Unfortunately, that wasn't the case. While Swayze went on to land starring roles in "Ghost" and "Point Break," Grey struggled to find work because there wasn't "a surplus of parts for actresses who looked like me," she wrote in her May 2022 memoir, "Out of the Corner."
"My so-called 'problem' wasn't really a problem for me, but since it seemed to be a problem for other people, and it didn't appear to be going away anytime soon, by default it became my problem," she explained, per Vanity Fair. "It was as plain as the nose on my face."
The daughter of Oscar winner Joel Grey and former actress Jo Wilder, Grey had been told by her mother that she needed a nose job to help her career. "It wasn't like, 'You're not pretty,'" Grey told People. "It's like, 'Guess what? If you don't want to be an actor, okay. But if you wanna be an actor...'"
With others confirming that her nose was a problem, the actress decided to go under the knife. But it didn't affect her career in the way she'd hoped.
Jennifer Grey's nose jobs made her 'completely invisible,' she says
Jennifer Grey had rhinoplasty to finetune her nose, but a second procedure was needed, which left her nose "truncated" and "dwarfed" — and the actress almost unrecognizable, per Vanity Fair.
In fact, when she went up to friend Michael Douglas at a movie premiere, he had no idea it was Grey speaking to him, per People. "That was the first time I had gone out in public," she siad. "And it became the thing, the idea of being completely invisible, from one day to the next. In the world's eyes, I was no longer me."

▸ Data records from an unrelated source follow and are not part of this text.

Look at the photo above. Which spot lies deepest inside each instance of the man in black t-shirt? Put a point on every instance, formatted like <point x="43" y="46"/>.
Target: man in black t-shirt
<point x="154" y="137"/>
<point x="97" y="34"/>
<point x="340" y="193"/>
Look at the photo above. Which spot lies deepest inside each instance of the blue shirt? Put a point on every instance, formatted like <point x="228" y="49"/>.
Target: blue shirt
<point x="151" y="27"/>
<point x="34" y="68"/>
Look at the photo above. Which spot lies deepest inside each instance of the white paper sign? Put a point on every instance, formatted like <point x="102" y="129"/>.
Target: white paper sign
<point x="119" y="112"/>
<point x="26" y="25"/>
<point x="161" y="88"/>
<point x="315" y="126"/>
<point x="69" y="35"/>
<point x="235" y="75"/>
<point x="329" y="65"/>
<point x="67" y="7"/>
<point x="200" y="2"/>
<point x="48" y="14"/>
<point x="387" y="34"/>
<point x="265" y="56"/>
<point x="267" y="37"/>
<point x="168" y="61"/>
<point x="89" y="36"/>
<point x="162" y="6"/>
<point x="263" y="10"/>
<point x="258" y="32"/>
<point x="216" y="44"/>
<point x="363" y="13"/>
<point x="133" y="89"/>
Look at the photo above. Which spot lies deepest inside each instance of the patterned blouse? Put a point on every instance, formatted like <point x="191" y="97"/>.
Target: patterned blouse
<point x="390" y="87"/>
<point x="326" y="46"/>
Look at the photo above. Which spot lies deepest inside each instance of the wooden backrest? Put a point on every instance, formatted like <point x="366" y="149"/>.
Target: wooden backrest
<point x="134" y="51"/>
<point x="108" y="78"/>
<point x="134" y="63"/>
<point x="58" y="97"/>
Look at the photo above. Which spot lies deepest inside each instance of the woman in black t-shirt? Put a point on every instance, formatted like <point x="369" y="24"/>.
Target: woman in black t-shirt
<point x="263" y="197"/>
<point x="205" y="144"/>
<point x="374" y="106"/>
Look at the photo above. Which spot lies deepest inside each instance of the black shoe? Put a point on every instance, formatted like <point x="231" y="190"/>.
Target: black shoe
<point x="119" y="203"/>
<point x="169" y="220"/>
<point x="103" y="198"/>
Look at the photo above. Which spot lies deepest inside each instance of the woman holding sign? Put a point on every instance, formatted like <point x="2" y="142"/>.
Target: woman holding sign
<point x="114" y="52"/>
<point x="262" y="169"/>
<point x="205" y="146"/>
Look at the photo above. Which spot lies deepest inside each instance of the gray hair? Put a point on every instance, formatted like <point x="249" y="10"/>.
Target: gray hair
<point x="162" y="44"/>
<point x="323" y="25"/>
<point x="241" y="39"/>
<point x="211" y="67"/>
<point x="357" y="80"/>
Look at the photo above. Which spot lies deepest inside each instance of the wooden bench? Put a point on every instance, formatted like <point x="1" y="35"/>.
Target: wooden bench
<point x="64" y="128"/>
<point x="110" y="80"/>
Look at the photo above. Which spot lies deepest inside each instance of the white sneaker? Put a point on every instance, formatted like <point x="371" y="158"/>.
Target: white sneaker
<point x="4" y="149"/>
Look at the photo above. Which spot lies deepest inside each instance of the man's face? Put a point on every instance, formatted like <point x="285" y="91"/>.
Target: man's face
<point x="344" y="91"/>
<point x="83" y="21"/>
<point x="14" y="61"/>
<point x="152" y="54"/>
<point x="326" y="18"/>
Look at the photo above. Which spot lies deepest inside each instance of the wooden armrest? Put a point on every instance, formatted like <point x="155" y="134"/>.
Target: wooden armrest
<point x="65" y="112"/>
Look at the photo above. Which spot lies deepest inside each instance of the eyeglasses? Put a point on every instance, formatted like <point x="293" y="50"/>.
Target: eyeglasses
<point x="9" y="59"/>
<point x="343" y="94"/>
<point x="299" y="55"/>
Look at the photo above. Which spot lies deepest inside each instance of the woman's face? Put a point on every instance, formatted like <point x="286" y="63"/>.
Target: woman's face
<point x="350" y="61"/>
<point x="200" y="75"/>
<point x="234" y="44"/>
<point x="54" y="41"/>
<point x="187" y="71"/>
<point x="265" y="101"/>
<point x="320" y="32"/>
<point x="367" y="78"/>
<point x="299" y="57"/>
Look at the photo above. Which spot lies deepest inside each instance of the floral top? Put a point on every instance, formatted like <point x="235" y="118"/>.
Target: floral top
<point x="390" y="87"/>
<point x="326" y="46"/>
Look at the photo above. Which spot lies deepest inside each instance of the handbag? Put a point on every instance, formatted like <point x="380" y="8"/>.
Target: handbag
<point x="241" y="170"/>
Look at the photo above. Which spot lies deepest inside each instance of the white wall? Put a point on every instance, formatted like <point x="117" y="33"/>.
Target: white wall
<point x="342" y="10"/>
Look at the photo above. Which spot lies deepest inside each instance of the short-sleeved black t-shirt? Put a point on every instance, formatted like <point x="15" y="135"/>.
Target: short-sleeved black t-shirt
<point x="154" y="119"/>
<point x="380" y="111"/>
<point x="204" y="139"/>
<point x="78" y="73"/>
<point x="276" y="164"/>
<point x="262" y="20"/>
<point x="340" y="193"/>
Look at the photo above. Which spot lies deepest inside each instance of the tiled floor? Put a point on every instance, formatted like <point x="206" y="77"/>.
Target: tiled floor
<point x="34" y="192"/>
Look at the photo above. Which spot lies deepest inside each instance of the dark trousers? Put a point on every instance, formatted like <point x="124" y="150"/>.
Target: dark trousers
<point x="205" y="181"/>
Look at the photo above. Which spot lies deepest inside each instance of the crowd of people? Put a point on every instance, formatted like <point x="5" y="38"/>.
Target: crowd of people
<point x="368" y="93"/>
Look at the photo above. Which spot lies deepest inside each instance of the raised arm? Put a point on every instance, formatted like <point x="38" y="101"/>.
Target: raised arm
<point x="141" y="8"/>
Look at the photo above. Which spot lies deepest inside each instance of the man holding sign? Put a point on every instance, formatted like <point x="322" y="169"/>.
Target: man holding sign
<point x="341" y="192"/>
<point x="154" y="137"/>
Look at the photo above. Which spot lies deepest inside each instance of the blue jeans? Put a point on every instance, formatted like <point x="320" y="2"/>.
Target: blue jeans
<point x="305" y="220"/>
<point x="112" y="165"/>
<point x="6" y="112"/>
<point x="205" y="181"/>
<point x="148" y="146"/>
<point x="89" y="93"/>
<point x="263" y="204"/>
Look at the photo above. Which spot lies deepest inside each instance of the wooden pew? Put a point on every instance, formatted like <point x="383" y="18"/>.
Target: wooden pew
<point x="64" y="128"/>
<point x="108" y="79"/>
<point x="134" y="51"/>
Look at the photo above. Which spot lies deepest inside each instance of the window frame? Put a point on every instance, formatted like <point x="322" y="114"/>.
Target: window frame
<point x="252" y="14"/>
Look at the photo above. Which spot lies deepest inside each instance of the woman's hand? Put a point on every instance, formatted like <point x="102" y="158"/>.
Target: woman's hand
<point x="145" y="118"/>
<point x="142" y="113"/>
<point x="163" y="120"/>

Although she did manage to find work, Grey's career never reached the heights expected, based on her early potential. She now refers to her decision as "schnozzageddon," explaining in her memoir, "Out of the Corner," that "overnight I [lost] my identity and my career," per the Daily Mail.
Now, Grey, who divorced actor Clark Gregg in 2020 after 19 years of marriage, is telling her side of the story. She's also working on a sequel to "Dirty Dancing." She admits, however, that creating the same magic of the original film will be tough.
"It was lightning in a bottle, it's like this thing happened, and it's so beautiful, and I can't explain it. No one can explain it," Grey told People. Still, she "would love to give fans or a young, new audience an experience that would never replicate that, but has the same kind of underpinnings."